StyleCLIP: Text-Driven Manipulation of StyleGAN Imagery

easton_s · on April 4, 2021

All I know is we are 2 research papers away from fully realizing Celery Man.

sillysaurusx · on April 4, 2021

For those confused: https://www.youtube.com/watch?v=11_CFKYECA0&ab_channel=fabio...

porcc · on April 4, 2021

Why not link the original? https://youtu.be/maAFcEU6atk

minimaxir · on April 4, 2021

The Colab notebooks are good ways to test this out. The optimization one can render a frame at each optimization step and render as a video, which can make for some fun interpolation: https://twitter.com/minimaxir/status/1377480997684453378

Demo of global directions: https://twitter.com/minimaxir/status/1378766961937555457

dmvaldman · on April 4, 2021

language will be the next interface to software. to get software to do something, you will simply ask it. this work is an example.

i've been documenting this theme in a twitter thread here https://twitter.com/dmvaldman/status/1358916558857269250

tyingq · on April 4, 2021

I imagine that would be pretty popular as an Instagram filter. Where people could just say remove my zits, clean up my eyebrows, etc.

Or for Zoom. The Surrogates movie comes to mind.

dannyw · on April 5, 2021

How much manual work is required in training the text model? Do I need to give examples?

jhvkjhk · on April 4, 2021

I doubt whether this kind of AI can fully understand human languages. If the answer is no, will we create a new genre of languages serving them specifically? Imagine in the near future, programmers are not eliminated by AI, instead they code with a language looks like spoken language, but it is unnatural for human, designed for AI like this.

jamesjyu · on April 4, 2021

It’s already here and called prompt engineering. See Gwern’s extensive explorations of this [1].

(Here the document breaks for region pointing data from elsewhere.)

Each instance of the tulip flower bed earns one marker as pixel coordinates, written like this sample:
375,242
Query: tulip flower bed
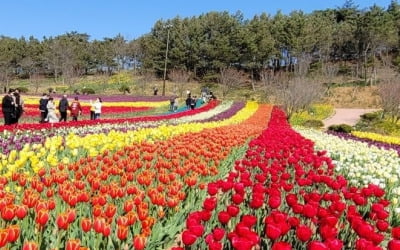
372,142
114,198
41,126
362,164
284,195
377,137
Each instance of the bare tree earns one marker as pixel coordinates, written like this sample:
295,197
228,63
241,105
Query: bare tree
145,78
229,79
389,92
297,95
180,78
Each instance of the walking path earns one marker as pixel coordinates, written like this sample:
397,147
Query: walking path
346,116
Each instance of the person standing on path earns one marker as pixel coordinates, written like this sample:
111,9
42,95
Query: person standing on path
63,107
97,108
43,107
51,111
75,108
8,108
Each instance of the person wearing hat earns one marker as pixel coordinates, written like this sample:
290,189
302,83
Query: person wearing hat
8,108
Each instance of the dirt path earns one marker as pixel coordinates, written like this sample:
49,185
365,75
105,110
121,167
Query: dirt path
346,116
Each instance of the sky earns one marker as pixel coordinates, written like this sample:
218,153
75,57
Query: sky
133,18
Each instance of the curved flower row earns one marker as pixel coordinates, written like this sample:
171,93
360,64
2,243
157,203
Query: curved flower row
32,110
284,195
35,101
47,126
371,142
72,145
377,137
113,200
362,163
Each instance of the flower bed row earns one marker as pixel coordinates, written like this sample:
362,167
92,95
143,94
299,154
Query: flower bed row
35,126
284,195
113,200
369,141
362,164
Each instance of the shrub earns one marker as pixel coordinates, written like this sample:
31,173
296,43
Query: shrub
124,89
370,116
313,123
61,89
87,91
342,128
23,89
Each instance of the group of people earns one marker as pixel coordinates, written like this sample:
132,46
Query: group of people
48,108
12,107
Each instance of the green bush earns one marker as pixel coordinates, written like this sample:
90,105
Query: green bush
124,89
313,123
61,89
23,89
342,128
87,91
370,116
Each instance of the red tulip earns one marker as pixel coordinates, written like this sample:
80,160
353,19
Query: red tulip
30,245
13,233
3,237
73,244
281,245
122,232
232,210
110,211
71,213
223,217
273,232
317,245
394,245
382,225
139,242
62,221
304,233
218,234
42,217
106,229
210,203
188,238
8,212
86,224
21,211
396,233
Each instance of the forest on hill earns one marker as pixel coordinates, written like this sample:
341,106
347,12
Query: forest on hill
343,40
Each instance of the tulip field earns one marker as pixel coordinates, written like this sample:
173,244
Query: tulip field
226,175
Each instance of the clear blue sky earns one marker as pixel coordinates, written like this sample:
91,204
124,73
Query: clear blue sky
101,18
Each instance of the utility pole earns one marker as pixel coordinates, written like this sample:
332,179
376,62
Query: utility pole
166,59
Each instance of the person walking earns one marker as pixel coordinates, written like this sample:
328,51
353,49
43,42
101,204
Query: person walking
8,108
63,108
97,108
43,107
51,111
19,106
75,108
92,108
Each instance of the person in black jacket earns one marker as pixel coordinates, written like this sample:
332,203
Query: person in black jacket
8,107
63,107
43,107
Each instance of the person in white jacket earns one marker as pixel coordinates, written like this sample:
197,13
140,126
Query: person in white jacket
97,108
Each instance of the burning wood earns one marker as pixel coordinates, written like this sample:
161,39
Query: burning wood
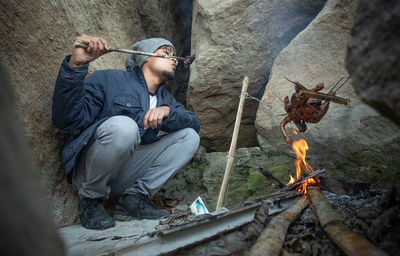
305,106
340,234
304,181
271,240
269,175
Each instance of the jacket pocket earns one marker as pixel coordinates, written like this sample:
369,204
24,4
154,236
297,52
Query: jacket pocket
125,105
127,101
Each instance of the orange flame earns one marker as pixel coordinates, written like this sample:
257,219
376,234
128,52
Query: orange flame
300,147
292,180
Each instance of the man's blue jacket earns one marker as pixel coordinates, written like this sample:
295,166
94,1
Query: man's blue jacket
80,105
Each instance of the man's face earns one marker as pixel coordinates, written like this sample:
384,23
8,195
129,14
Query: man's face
164,67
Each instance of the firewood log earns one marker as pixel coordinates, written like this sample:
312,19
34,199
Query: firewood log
349,242
271,240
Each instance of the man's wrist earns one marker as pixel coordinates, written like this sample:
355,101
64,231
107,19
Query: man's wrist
74,63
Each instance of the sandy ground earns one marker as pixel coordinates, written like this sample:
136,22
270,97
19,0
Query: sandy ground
81,241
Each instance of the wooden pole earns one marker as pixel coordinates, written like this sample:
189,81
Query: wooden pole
231,155
271,240
350,242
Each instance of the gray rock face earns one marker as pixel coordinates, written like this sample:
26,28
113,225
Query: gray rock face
317,55
373,56
36,35
231,39
25,221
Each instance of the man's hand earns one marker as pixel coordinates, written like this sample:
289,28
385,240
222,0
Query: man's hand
154,116
97,46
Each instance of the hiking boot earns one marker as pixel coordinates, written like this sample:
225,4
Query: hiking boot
93,215
137,206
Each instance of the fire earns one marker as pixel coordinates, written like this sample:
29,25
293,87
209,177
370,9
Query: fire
300,147
292,180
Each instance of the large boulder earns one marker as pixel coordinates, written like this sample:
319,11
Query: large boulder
373,56
316,55
36,35
25,221
231,39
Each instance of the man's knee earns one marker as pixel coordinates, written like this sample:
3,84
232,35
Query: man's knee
192,139
121,131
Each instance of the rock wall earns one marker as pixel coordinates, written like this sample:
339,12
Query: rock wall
373,56
231,39
25,222
358,135
36,35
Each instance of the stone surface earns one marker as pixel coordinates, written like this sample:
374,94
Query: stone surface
25,221
35,38
204,177
231,39
373,56
358,134
82,241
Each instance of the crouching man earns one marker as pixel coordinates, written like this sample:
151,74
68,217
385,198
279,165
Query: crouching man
114,117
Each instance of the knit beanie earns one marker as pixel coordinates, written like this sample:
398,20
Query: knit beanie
147,45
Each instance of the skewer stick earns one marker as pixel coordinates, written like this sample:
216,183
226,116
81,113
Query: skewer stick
231,155
77,44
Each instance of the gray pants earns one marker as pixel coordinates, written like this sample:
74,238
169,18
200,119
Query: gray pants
114,163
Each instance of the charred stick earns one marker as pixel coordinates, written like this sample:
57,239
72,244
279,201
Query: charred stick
324,96
349,242
303,180
271,240
269,175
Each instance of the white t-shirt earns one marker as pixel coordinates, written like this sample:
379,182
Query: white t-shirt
153,101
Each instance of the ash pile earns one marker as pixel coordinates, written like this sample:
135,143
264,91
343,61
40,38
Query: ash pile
371,214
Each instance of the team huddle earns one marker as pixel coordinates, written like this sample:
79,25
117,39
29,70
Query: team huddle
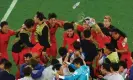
89,51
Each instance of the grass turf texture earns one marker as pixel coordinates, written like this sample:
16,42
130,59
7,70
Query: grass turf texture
120,10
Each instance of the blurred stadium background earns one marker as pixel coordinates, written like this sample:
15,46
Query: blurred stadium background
121,12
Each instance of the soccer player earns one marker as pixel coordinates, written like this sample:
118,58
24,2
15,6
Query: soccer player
122,46
22,43
69,36
5,34
42,36
53,24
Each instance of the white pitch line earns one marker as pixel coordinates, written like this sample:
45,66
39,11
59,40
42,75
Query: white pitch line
9,10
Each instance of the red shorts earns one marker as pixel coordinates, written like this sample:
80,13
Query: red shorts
127,58
19,57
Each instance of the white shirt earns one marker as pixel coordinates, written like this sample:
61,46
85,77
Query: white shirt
26,78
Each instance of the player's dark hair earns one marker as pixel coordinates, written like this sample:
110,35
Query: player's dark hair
52,15
123,64
33,62
78,61
68,26
106,66
71,69
57,67
115,66
54,61
119,32
110,47
7,65
87,33
62,51
40,15
29,23
3,23
77,45
27,71
28,55
3,61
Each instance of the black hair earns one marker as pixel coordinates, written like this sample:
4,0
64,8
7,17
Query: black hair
57,67
28,55
123,64
71,69
119,32
68,26
62,51
106,67
132,55
87,33
40,15
3,23
54,61
110,47
78,60
33,62
27,71
52,15
7,65
3,61
76,45
115,66
29,23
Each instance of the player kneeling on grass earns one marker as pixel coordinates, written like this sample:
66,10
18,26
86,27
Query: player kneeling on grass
22,43
81,73
69,36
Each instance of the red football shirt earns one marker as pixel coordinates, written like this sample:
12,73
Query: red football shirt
70,40
101,39
53,30
4,39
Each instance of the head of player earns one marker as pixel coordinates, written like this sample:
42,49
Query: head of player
86,24
29,23
39,18
116,34
4,26
52,18
69,28
107,21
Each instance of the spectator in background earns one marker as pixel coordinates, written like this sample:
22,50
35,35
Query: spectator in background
27,73
5,74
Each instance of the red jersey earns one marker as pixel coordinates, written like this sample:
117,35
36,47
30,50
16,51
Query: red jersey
101,39
70,40
4,39
53,30
33,38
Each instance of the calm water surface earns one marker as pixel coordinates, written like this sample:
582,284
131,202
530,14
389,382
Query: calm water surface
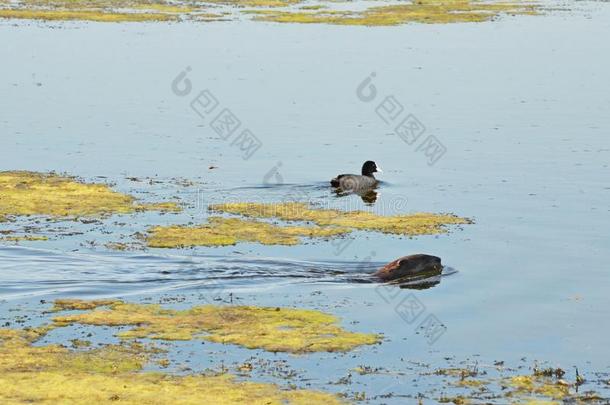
521,105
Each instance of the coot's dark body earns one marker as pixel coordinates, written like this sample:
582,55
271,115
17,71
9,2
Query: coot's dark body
355,182
413,266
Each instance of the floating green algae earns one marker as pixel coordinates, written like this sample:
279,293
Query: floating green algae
409,225
30,193
53,374
269,328
229,231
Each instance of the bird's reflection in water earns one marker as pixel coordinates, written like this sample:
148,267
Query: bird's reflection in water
368,196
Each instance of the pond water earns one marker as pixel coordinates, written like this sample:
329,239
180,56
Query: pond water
521,106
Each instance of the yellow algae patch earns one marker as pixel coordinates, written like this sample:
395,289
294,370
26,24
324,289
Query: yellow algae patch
272,329
17,354
255,3
543,386
229,231
147,388
411,225
421,11
31,193
53,374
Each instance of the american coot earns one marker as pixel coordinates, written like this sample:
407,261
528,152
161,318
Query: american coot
355,182
411,267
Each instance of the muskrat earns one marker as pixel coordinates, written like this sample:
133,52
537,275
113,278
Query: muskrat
411,267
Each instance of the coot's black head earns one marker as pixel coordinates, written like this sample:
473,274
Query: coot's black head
369,167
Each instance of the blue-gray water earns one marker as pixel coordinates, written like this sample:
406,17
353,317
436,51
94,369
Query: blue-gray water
521,105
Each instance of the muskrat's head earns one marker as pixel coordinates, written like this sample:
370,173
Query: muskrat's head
369,167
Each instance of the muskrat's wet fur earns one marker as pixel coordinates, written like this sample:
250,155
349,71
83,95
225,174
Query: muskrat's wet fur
412,266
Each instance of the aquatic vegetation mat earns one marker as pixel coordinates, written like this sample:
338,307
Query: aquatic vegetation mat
229,231
419,11
375,13
268,328
112,373
33,370
25,193
408,225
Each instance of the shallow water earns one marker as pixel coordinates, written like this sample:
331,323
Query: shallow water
521,105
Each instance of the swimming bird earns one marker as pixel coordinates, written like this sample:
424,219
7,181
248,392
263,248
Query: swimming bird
355,182
411,267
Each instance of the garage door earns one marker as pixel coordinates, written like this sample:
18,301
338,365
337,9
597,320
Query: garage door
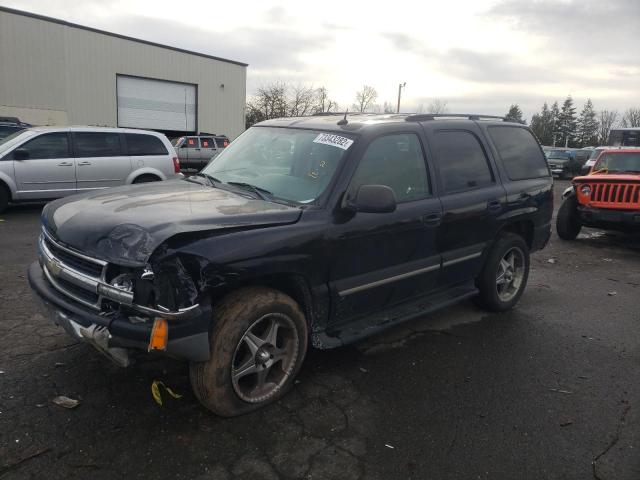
156,104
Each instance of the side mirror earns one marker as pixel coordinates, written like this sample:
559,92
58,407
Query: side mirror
20,154
373,199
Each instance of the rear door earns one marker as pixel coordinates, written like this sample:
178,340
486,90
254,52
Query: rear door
101,160
207,150
49,171
472,200
527,180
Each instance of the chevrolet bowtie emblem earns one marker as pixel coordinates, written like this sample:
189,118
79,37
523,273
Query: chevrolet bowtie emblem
54,267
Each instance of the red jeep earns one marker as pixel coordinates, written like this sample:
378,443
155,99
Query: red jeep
607,198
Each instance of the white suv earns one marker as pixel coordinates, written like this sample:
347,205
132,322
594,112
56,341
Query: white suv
43,163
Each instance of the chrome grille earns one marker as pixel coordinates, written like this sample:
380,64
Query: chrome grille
72,273
618,195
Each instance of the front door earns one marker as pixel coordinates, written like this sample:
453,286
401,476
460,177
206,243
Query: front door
382,259
207,150
48,171
101,160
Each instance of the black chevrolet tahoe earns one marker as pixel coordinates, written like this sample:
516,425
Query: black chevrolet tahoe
314,231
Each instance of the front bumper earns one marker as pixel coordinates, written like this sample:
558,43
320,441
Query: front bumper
114,334
609,219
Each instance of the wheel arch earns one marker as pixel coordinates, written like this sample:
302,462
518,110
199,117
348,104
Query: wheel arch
145,171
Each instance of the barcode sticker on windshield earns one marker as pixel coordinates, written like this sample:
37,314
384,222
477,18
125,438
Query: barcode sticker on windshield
333,140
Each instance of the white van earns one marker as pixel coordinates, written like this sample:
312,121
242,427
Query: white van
43,163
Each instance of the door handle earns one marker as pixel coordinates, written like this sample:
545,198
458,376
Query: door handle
432,218
494,205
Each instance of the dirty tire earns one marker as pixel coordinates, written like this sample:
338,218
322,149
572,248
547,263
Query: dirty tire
4,198
568,223
489,297
212,380
146,179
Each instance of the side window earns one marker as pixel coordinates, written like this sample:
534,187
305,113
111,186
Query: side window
519,152
49,145
138,145
396,161
96,144
207,142
462,162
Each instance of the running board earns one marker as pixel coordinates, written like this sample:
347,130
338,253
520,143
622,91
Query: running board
340,335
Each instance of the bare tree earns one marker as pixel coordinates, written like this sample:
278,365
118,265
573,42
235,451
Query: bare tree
606,121
302,101
631,118
388,108
323,103
437,106
365,98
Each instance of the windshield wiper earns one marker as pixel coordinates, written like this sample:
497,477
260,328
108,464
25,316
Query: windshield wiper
211,180
262,193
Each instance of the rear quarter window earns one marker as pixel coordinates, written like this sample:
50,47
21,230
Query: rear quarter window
139,144
519,152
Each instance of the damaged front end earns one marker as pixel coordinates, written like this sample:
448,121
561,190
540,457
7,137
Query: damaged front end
119,308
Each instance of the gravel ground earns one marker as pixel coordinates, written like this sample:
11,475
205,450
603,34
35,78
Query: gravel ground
549,390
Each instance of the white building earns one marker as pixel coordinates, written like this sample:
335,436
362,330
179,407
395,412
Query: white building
54,72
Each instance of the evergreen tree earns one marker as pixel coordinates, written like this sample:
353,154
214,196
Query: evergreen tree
546,120
587,131
555,124
536,126
514,114
567,122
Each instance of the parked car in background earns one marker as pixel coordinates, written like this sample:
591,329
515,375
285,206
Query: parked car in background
43,163
607,198
11,125
196,151
567,162
305,231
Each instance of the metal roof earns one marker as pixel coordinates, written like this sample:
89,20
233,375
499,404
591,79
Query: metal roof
117,35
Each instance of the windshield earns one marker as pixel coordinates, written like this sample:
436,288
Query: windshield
559,154
619,162
291,164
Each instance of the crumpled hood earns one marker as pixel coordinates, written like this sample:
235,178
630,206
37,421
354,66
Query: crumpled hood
124,225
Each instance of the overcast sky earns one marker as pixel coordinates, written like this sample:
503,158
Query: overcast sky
479,56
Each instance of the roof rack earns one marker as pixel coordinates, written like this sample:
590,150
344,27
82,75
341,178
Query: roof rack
332,114
421,117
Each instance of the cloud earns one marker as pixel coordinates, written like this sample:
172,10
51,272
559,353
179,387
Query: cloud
593,30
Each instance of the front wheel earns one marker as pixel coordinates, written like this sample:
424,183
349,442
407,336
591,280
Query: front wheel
568,223
504,276
258,344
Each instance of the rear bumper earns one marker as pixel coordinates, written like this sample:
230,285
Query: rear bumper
115,335
609,219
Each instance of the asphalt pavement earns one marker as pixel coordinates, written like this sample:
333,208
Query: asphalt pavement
548,390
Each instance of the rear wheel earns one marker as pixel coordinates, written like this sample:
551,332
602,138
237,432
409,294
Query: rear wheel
504,276
258,343
568,223
4,198
146,179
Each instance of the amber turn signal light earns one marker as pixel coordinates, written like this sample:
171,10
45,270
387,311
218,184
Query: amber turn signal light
159,335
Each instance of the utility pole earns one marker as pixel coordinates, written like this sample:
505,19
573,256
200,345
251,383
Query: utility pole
400,87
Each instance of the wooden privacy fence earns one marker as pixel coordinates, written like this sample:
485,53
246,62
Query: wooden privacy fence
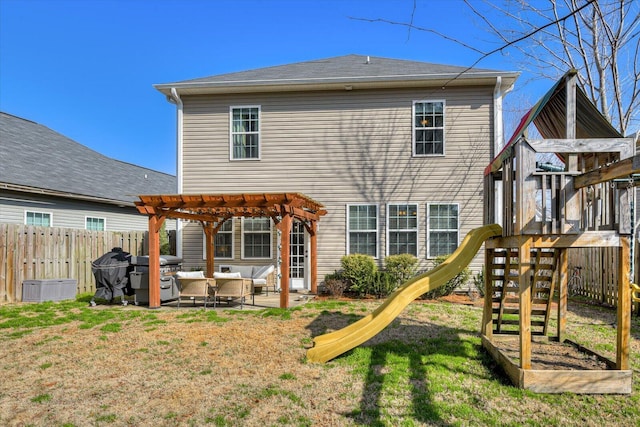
599,273
28,252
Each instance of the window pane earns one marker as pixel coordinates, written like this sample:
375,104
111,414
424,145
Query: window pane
39,219
95,224
363,229
245,128
443,229
428,128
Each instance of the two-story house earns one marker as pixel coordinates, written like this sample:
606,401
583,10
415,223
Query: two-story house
394,150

I’ve been building a product on GPT-3 [2] using extensive prompt engineering. It’s a bit like programming, a bit like writing. It’s kind of like giving instructions to a child, but a child with essentially infinite memory and perfect recall. Some tasks work quite easily via commanding, while others need quite a bit of massaging to get coherent results, like construction of entire fictional scenes or documents that would be found in the real world, but where you’re just looking for one paragraph of the document as the output.

I do think that as these language models mature, prompt engineering will go by the wayside. With minimal training, you’ll be able to tell the AI precisely what to do.

[1] https://www.gwern.net/GPT-3 [2] https://www.sudowrite.com/

natch · on April 4, 2021

Humans can’t even fully understand human languages.

Setting that aside, the starting point is not that they aren’t (going to be in the future) capable enough to understand us. It’s the opposite.

They will be so far ahead of us that they will have to dumb things way down for us to barely follow along with what’s happening.

Of course as is wise on HN you do carefully plant some weasel words. “This kind” of AI being the most obvious escape hatch for the defense of your argument. But I assume people are interested in the bigger picture AI, not just a narrowly defined AI like this repo only, or this approach only, or this git hash of this branch of this repo only, etc.

mr-t · on April 4, 2021

I think expecting AI to either “fully understand” human language or not is a false dichotomy.

Right now, many AI systems can receive instructions through python (which, to me, look like unnatural language but can be spoken). Systems like CLIP and systems built around the GPT models can take in massaged English language prompts and return an AI generated output based on that.

I think we will asymptotically approach having our systems “fully understand” human language but I also think we’ve already arrived at your implied future of communicating with them through an unnatural, intermediate language. Isn’t that exactly what programming is for?

gwern · on April 4, 2021

StyleCLIP doesn't necessarily show off what CLIP is capable of, much less what NNs right now are already capable. If you're interested, you should read through https://openai.com/blog/dall-e/ https://openai.com/blog/clip/

mrkramer · on April 4, 2021

"Adobe Research" This will probably get added to Adobe PhotoShop.